Shire court

In today's world, Shire court is a relevant topic that has captured the attention of millions of people around the world. Since its emergence, Shire court has generated a series of debates and discussions about its impact on various aspects of daily life. Its influence extends to multiple fields, from politics and economics to culture and society. In this article, we will explore the phenomenon of Shire court in depth, analyzing its many facets and its implications in today's world. Through a comprehensive approach, we will try to shed light on this complex and dynamic topic, offering the reader a more complete and insightful view of Shire court.

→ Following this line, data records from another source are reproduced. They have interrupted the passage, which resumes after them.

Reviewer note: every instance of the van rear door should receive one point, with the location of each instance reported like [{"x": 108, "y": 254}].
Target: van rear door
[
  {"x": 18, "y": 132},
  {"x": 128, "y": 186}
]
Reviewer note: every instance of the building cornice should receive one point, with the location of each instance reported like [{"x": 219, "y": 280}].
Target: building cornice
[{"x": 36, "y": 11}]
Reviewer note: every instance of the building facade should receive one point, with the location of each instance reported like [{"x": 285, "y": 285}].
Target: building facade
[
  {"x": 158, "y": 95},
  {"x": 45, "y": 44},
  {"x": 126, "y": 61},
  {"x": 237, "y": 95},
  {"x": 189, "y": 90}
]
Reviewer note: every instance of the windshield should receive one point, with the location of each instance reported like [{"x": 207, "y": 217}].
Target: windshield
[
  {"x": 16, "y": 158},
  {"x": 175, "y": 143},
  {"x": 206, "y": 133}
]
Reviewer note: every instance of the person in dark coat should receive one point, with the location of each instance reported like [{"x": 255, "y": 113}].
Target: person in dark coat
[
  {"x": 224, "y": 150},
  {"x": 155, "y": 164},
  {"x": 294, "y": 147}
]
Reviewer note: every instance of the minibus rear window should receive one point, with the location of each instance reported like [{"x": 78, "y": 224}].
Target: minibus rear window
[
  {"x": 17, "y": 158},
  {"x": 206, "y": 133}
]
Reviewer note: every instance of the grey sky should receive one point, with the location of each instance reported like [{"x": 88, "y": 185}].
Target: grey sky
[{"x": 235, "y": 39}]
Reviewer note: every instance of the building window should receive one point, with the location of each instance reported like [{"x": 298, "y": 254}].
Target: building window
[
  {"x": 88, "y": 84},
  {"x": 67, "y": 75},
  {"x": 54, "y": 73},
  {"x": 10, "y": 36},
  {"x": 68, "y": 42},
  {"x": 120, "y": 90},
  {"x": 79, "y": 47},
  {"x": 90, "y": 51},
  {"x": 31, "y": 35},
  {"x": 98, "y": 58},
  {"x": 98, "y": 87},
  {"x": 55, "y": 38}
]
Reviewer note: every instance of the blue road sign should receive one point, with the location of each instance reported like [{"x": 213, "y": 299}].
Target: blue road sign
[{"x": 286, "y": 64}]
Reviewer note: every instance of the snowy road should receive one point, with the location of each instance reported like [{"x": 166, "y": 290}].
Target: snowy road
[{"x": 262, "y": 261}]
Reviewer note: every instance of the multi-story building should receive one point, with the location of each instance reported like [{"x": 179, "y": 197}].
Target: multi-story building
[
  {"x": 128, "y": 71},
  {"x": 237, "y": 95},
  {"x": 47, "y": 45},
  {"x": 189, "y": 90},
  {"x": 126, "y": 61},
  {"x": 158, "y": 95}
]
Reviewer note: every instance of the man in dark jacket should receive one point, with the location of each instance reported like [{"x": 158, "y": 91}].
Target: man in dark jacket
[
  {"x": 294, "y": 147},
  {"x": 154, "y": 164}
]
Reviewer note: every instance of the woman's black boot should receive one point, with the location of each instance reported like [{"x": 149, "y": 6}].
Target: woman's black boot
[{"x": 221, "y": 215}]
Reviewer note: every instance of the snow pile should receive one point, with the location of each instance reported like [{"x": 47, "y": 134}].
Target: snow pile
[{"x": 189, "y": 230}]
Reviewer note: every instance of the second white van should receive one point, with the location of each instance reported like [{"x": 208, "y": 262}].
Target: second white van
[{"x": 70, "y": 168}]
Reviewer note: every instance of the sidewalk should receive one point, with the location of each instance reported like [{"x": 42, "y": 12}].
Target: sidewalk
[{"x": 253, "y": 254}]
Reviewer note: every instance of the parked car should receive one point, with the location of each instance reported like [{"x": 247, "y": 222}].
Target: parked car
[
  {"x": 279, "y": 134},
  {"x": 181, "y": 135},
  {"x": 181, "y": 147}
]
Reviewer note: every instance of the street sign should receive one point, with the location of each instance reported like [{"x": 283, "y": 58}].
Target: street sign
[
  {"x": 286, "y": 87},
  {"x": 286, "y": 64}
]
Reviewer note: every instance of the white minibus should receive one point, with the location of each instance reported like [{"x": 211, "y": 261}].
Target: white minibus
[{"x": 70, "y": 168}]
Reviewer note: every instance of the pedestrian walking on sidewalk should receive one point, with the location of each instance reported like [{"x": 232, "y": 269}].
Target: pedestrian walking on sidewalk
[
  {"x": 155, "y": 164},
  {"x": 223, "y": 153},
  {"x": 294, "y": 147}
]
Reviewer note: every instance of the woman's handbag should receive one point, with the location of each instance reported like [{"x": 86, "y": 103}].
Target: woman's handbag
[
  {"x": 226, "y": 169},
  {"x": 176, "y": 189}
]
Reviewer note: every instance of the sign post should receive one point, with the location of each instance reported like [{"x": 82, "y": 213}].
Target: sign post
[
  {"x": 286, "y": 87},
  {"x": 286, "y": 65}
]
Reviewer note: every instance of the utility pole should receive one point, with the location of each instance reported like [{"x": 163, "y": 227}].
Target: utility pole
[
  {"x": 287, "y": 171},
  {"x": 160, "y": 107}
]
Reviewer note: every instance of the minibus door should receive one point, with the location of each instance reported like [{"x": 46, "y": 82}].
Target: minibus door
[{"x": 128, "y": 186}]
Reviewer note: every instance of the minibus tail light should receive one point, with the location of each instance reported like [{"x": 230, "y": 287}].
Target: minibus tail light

A Shire court, or moot was an Anglo-Saxon government institution, used to maintain law and order at a local level, and perform various administrative functions, including the collection of taxes for the central government.

The system originated in Wessex, then expanded to other parts of England. Although retained after the 1066 Norman conquest, it gradually lost its power, before the shire courts were formally abolished by the 1846 County Court Act.

Purpose and membership

Headed by an Earl, it was composed of local magnates, both secular and spiritual, who sat in council for the shire; also present was the county sheriff, or shire-reeve, whom, after the conquest, became the king's representative. There-after also it appears courts were headed by the local bishop, who determined the result, while the sheriff ensured it was carried out.

Most legal issues, including theft or murder, were managed by tithing and hundred courts in the south, or wapentakes in the northern shires. The shire court primarily dealt with civil issues, such as land disputes, and met at least twice a year, acting as a Court of Appeal; an issue had to have been rejected three times by a hundred court before it was passed up to the shire court.

Using multiple courts often led to arguments over jurisdiction, that delayed legal resolution; in addition to those of the hundreds, these included borough. It was possible for a wealthy and determined individual to delay judgement almost indefinitely, but few were powerful enough to do so regularly.

The practice originated in Wessex, then gradually expanded into the rest of England; a similar model was used in Wales, particularly after the 1284 Statute of Rhuddlan, although some unique Welsh practices were retained.

Another important function was collecting taxes for central government. Outside urban areas, Anglo-Saxon England was a non-cash economy, based on barter, or in kind payments. The process monetised taxes paid in goods or food lower down, with the members of the court then responsible for converting it into coin.

Decline and abolishment

The courts remained in place after the 1066 Norman Conquest, but lost their jurisdiction over the church; in return for Papal support, William the Conqueror established separate Ecclesiastical courts. Over the next century, criminal justice was gradually transferred to the Crown, starting with the Curia regis; by 1278, shire courts only tried civil cases under 40 shillings (2 pounds sterling). They continued in existence until abolished by the 1846 County Courts Act.

In middle and later mediaeval times the local criminal courts were presided over by a local Justice of the Peace, appointed by the monarch. These developed into magistrates' courts. Higher criminal courts included commissions of trailbaston and forest courts presided over by a Justice in eyre from the time of Henry II. These itinerant justices of the high court travelled around one of six eyres or regional court circuits, and by 1234 under Henry III the system had developed into the Court of King's Bench permanently based in Westminster Hall. Justices of the King's Bench were appointed by letters patent to commissions of gaol delivery and oyer and terminer which sat at assizes; these generally took place in county courts every six months in county towns during the Hilary and Trinity vacations.

See also

References

  1. ^ Zinkeisen 1895, pp. 138–140.
  2. ^ Zinkeisen 1895, pp. 133–135.
  3. ^ Shepperson.
  4. ^ Wareham 2012, p. 923.
  5. ^ Thompson 1931, pp. 12–13.
  6. ^ "Trailbaston". Luminarium.com. Retrieved 14 July 2020.
  7. ^ Powell 1988, pp. 78–84.

Sources

  • Powell, Edward (1988). "Jury Trial at Gaol Delivery in the late Middle Ages: The Midland Circuit, 1400-29". In Cockburn, J. S.; Green, Thomas A. (eds.). Twelve Good Men and True: The Criminal Trial Jury in England, 1200-1800. Princeton University Press. ISBN 0691055114.
  • Shepperson, Tessa. "A Confusion of Courts". History of Law. Retrieved 26 April 2020.
  • Thompson, George Jarvis (1931). "Development of the Anglo-American Judicial System". Cornell Law Review. 17 (1).
  • Wareham, Andrew (2012). "Fiscal policies and the institution of a tax state in Anglo-Saxon England within a comparative context". The Economic History Review. 65 (3): 910–931. doi:10.1111/j.1468-0289.2011.00624.x. JSTOR 23271556. S2CID 154521348.
  • Zinkeisen, Frank (1895). "The Anglo-Saxon Courts of Law". Political Science Quarterly. 10 (1): 132–144. doi:10.2307/2139582. JSTOR 2139582.